Giovanardi was quoted by Vecernji List as saying at a recent gathering of Italian World War Two refugees from Dalmatia that Italy would launch a cultural, economic and tourist invasion in order to restore "the Italianness of Dalmatia".
Resolutely condemning the time of nationalism and ethnic strife, Giovanardi wrote: "The only invasions that are possible at the moment, when barriers between countries are fortunately being torn down, are cultural, tourist and economic ones, in a future Europe of which we all will be citizens."
"In such a Europe linguistic minorities are a treasure to be cherished rather than a burden that should be isolated, and in such a Europe I want to feel at home in Zagreb, just as any Croatian citizen has the right to feel at home in Rome, Paris or London," the Italian minister said.

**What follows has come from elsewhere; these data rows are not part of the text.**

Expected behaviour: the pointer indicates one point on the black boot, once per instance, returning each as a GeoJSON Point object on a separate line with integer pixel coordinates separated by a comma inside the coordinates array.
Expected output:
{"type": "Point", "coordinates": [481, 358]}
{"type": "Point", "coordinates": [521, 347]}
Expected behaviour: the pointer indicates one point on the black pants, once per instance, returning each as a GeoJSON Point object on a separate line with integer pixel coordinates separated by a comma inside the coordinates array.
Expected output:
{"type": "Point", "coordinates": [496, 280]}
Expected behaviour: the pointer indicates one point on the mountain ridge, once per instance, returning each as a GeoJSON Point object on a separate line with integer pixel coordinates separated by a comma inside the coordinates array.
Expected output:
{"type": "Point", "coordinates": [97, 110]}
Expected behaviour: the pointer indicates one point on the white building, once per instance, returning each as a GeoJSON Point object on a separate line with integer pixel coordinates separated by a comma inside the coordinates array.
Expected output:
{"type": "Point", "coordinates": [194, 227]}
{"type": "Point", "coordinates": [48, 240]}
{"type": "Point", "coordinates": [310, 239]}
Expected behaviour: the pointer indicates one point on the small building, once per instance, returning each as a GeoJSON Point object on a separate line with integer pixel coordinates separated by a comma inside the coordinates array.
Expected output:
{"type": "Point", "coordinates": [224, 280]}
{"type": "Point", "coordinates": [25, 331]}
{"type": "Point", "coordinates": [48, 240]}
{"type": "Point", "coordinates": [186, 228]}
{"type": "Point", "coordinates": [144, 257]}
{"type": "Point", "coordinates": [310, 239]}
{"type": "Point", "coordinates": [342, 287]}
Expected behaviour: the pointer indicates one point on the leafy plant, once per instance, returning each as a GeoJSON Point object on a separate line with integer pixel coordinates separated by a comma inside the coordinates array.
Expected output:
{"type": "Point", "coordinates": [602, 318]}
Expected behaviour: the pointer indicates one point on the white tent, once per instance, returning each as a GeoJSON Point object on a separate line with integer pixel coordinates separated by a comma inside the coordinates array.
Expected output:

"I am enchanted by Croatian culture and the language, which is still spoken in many municipalities in the Molise region where down the centuries a majority of the population has not lost their roots that connect them to their country of origin on the other side of the Adriatic, just as I am enchanted by the contribution Italian-speaking Dalmatians have made to that area through history."
Declaring himself a friend of Croatia, the Italian minister recalled that he and his brother Daniele, former head of the Red Cross branch in the city of Modena, had organised three relief aid shipments to Zadar while this central Adriatic city was under Serb siege during the war in the early 1990s.